A recommendation tool for networks of independent publishers.
Platform 2 Platform is a tool that combines an algorithmic matching system and human editorial expertise to create relevant recommendations for further reading across a network of independent publishers. This file contains the technical ReadMe for the tool. To learn more about the concept of the tool and its context, please read about the political urgency, its governance and scalability, the origin of the idea, and the potential of relationality in independent publishing on the blog of the project.
This tool was developed as part of the Making Public! research project funded by SIA RAAK. The tool is the product of a collaboration between André Fincato (Hackers & Designers), Niels Schrader and Martijn de Heer (Mind Design), Ania Molenda and Cristina Ampatzidou (Amateur Cities), Jorinde Seijdel (Open!), Irina Shapiro (Open Set), Silvio Lorusso (WdKA) and Inte Gloerich (Institute of Network Cultures, AUAS).
- python scraper(s)
- python text processing and tokenization
- data saved to postgresql database
- request article matches through
/api/ask
- javascript script embedded in each journal website, to talk between journal and database
First, obligatory disclosure:
We’re using pyenv and pipenv to manage the insanely complicated process of running a specific version of python without messing every other python version installed in the system, as well as for managing python packages and therefore dealing with virtual environments.
There are other ways to do this, feel free to use your preferred method.

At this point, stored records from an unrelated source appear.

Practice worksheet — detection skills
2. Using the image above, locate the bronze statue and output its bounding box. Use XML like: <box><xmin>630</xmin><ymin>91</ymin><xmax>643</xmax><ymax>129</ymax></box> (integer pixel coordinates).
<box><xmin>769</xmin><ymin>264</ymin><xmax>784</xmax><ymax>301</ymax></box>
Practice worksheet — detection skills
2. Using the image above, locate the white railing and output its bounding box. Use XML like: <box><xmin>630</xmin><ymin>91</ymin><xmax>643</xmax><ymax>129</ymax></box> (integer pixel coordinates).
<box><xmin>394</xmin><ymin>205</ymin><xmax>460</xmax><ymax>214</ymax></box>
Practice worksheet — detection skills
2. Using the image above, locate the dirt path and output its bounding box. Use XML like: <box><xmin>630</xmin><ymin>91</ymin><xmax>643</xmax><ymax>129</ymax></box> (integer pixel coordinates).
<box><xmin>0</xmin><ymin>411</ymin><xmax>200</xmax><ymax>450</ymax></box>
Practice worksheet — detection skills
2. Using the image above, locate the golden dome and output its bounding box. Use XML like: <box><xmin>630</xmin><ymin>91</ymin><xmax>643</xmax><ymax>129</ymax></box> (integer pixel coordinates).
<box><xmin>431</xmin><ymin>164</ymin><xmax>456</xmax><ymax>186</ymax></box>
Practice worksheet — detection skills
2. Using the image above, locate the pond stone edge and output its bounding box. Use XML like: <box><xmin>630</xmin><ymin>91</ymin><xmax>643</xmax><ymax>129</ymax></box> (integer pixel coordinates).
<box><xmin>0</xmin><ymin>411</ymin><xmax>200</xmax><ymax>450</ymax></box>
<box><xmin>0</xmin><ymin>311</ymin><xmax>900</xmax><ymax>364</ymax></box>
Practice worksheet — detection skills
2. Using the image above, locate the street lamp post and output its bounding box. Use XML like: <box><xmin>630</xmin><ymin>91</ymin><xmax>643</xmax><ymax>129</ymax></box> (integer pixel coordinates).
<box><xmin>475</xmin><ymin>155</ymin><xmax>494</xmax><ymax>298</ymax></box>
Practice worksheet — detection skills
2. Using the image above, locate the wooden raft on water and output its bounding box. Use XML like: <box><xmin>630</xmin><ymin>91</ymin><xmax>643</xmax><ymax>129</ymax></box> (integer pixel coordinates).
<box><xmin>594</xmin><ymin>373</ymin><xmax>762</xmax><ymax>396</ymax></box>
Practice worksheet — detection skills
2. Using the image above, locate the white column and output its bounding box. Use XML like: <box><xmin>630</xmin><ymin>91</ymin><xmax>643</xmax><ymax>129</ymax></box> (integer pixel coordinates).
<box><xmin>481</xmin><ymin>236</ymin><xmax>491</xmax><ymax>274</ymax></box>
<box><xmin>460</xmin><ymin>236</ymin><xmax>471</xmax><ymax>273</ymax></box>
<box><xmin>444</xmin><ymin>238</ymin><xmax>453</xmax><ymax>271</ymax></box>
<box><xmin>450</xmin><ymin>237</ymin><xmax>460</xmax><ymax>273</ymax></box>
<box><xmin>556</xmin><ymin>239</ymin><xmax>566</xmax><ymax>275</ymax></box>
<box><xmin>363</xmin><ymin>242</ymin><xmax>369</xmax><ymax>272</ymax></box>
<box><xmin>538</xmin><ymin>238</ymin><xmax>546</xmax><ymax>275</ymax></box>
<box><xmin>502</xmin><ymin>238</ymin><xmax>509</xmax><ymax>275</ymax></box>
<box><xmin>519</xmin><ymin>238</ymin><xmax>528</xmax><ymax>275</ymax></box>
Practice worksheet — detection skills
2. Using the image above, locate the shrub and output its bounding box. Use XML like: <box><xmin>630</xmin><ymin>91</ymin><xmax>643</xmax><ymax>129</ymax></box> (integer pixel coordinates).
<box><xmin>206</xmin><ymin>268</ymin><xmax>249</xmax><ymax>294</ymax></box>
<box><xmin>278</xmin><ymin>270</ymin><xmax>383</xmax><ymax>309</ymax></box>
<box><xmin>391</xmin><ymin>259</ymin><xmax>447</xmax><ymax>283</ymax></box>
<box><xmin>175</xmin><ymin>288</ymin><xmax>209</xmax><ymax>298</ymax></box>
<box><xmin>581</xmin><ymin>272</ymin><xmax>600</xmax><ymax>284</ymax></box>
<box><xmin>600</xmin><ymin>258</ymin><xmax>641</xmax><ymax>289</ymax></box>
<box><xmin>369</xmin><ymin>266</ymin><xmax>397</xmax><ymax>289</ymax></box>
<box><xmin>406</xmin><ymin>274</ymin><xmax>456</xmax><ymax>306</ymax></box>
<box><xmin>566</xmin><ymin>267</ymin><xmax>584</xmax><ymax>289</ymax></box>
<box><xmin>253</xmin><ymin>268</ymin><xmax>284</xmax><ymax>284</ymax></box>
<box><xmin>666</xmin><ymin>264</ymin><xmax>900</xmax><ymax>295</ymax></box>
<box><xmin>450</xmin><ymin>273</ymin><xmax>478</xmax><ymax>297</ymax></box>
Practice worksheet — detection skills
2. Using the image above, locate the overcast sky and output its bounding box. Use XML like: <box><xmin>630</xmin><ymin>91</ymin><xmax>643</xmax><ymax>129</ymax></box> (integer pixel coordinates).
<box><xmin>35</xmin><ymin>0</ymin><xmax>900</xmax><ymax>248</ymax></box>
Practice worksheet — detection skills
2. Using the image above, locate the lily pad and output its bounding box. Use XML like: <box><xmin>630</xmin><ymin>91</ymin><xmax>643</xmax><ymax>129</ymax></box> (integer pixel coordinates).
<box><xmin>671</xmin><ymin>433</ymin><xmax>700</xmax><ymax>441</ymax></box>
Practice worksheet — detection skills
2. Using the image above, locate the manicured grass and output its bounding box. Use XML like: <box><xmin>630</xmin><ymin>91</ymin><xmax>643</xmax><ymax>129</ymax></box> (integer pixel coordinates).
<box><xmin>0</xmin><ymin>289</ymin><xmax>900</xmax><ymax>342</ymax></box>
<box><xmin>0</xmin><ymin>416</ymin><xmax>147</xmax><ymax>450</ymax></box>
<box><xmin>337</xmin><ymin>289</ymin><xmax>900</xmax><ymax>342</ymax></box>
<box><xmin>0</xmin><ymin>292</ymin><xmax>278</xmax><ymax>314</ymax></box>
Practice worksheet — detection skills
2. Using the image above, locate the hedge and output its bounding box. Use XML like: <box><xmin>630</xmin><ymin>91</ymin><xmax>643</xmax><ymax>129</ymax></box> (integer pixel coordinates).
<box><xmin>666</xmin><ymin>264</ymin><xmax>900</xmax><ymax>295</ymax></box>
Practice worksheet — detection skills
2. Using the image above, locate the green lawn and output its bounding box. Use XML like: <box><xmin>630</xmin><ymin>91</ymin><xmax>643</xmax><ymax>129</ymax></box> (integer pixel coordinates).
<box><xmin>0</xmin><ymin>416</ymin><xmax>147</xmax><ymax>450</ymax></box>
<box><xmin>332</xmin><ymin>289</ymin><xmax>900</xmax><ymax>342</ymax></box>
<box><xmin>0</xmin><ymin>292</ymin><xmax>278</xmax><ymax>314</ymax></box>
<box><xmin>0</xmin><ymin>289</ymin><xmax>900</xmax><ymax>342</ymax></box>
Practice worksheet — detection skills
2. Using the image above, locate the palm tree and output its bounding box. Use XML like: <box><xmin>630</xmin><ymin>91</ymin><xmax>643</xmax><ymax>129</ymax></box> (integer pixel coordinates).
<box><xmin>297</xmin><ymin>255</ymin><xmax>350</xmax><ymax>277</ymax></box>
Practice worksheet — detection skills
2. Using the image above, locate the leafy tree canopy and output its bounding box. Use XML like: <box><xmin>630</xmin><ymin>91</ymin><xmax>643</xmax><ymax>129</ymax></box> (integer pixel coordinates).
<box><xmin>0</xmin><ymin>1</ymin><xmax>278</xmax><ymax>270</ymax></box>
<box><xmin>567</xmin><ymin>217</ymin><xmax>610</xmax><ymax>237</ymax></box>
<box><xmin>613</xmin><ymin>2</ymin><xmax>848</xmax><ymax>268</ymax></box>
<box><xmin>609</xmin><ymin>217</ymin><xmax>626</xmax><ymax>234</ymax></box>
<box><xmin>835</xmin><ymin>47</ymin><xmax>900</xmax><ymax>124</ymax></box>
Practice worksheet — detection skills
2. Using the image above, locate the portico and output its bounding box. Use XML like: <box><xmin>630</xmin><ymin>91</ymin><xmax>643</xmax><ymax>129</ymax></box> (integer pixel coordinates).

For example using venv
to manage python virtual environment (we do that with pipenv shell
) and simply using pip
and pip freeze > requirements.txt
for tracking package versions.
To keep following this guide, either install pyenv
and pipenv
or swap these two commands with your own preferred version.
Set python local environment
$ pyenv local 3.7.3
Enable python virtual environment by starting a shell
$ pipenv shell
Now let’s install all modules listed in the Pipfile
$ pipenv install
Then, let’s download the NLTK dataset:
$ python -m nltk.downloader all
Lastly, important note:
When installing gensim
(which contains the Doc2Vec
matching algorithm), if you are not using pipenv
and installing it manually, make sure to first install NumPy
and Scipy
. After that, if you’re on macOS, NumPy
automatically installs a BLAS (Basic Linear Algebra Subprograms). If you’re on another unix system, install either ATLAS or OpenBLAS. This BLAS program will speed up gensim computation a lot!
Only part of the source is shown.